Jean-François Boulier. Il n’y a pas eu de changement de cap sur la stratégie de l’Af2i cette année. Nous avons continué à défendre l’investissement de long terme, tout en intégrant des facteurs extra-financiers dans les politiques de placement.

Le développement s’est essentiellement centré vers les cinq moteurs suivants : la formation et recherche, l’international, l’enquête, la fintech et le numérique, ainsi que la vie associative.

Quelle est votre vision concernant la fintech ?

La fintech et la transformation numérique sont en plein essor. La conséquence en est par exemple des valorisations de Google, ou même d’Amazon, entreprise qui réalise à peine un profit, tout en se trouvant au-dessus de 1 000 milliards de dollars. La fintech touche tout le monde, du consommateur final jusqu’à l’investisseur institutionnel. Son impact prend différentes formes. D’une part, si on ne comprend pas ce phénomène, il est possible de ne pas percevoir une partie des risques et des opportunités à saisir en tant qu’investisseurs.

D’autres part, la fonction d’investissement pourrait être également impactée notamment en matière de blockchain, de cryptomonnaie ou d’intelligence artificielle.

Ainsi, nous avons décidé de nous mobiliser sur le sujet, notamment à travers notre événement qui a eu lieu le 15 octobre dernier, consacré aux invest techs..

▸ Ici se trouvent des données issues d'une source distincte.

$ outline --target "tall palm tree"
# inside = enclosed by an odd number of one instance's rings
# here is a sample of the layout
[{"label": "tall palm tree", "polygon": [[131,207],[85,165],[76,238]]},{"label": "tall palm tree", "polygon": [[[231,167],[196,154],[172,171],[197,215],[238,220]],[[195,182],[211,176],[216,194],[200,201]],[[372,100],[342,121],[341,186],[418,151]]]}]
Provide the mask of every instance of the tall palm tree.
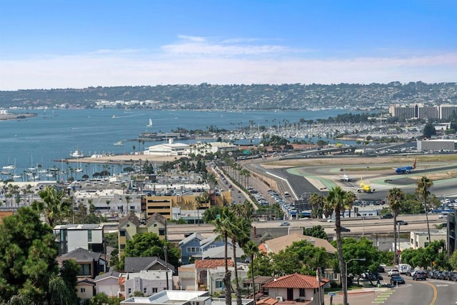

Notre idée est de faire venir et s’exprimer les investisseurs institutionnels, car ils peuvent contribuer à la maturation du secteur, aider la fintech à faire aboutir son produit, certainement pas sur les aspects numériques, mais davantage sur la pertinence des applications, par exemple des méthodes d’allocation, ou des traitements opérationnels.

Quel est le rôle de l’AF2i dans le cadre du rapprochement entre fintech et investisseurs ?

Nous souhaitons être en mesure d’interagir de façon plus directe auprès de la fintech pour accélérer la maturation et l’adoption de ses services par la communauté des investisseurs. C’est un projet qui va prendre du temps et dans lequel il nous faudra être sélectifs. Travailler avec l’AF2i pourra pour la fintech, leur permettre de mieux appréhender le métier d’investissement dans sa diversité, qui s’exprime de façon naturelle dans l’association. Nous sommes convaincus d’avoir un rôle intéressant à participer à l’émergence du secteur. La fintech ne représentait pas un thème majeur il y a deux ou trois ans. Aujourd’hui, c’est un sujet avec une dimension générationnelle. Il y a une aisance et une acculturation technologique très forte dans les générations plus jeunes. Nous tentons, en tant qu’association, de faire en sorte que cette sensibilité soit bien exprimée.

Comment la France se positionne-t-elle sur ce marché ?

On avait l’impression que la place de Paris était en avance mais ce n’est pas le cas. À titre d’exemple, la France représente, selon le Pôle Innovation, le quatorzième marché du monde, alors qu’en comparaison nous sommes le quatrième marché en termes d’investissement institutionnel. Pas de complaisance donc.

Je comprends que l’on ait beaucoup d’idées sur le marché français, cependant les spécialistes constatent une difficulté symétrique à transformer ces idées en entreprises viables. Comment sortir de ce que le secteur du private equity appelle le « désert de la mort », c’est-à-dire le moment ou l’entreprise n’a ni profits ni clients ? C’est lors de cette période de démarrage que les investisseurs institutionnels pourraient apporter leur aide. Sans sur-représenter ce que l’investisseur peut faire, son impact sur le marché pourrait bien être conséquent.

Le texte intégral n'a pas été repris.